À Dionewar, une commune du delta du Saloum (région de Fatick), le changement climatique se manifeste par une érosion côtière accélérée et une salinisation des terres agricoles. L’exploitation du gisement pétrolier de Sangomar, situé au large, est accusée par les habitants d’aggraver la dégradation de l’environnement.
Lamine Ndiaye, écogarde et conseiller municipal, observe avec inquiétude la progression de la mer. « En 2005, mon campement se trouvait à environ 200 mètres de la mer. Aujourd’hui, une vingtaine de mètres le séparent des eaux », témoigne-t-il, cité par l’APS. Il ajoute qu’en une vingtaine d’années, la mer a avancé d’environ 180 mètres vers les habitations et les champs.
La brèche ouverte en 1987 entre Dionewar et la pointe de Sangomar, autrefois accessible à pied, s’est élargie, exposant l’île aux vagues de l’Atlantique. Les terres cultivables, jadis fertiles en mil et riz, sont devenues trop salées pour l’agriculture. « Il n’y a plus de bonnes récoltes », confie Djalika Sarr, transformatrice de produits de pêche.
La raréfaction des ressources halieutiques frappe aussi l’économie locale. Sur le quai de Djifer, l’activité reste intense, mais les pêcheurs peinent à trouver du poisson.
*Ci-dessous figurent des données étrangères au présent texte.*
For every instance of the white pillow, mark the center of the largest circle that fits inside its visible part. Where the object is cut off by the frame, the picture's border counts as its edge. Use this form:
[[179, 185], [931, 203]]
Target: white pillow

Une odeur suffocante de poisson pourri s’échappe des lieux de transformation, signe d’une production en baisse.
Face à cette situation, d’autres communes côtières sénégalaises tentent de s’adapter. En novembre 2025, Joal-Fadiouth a lancé son Plan Climat pour devenir un modèle de transition écologique, visant à renforcer la résilience face à l’érosion.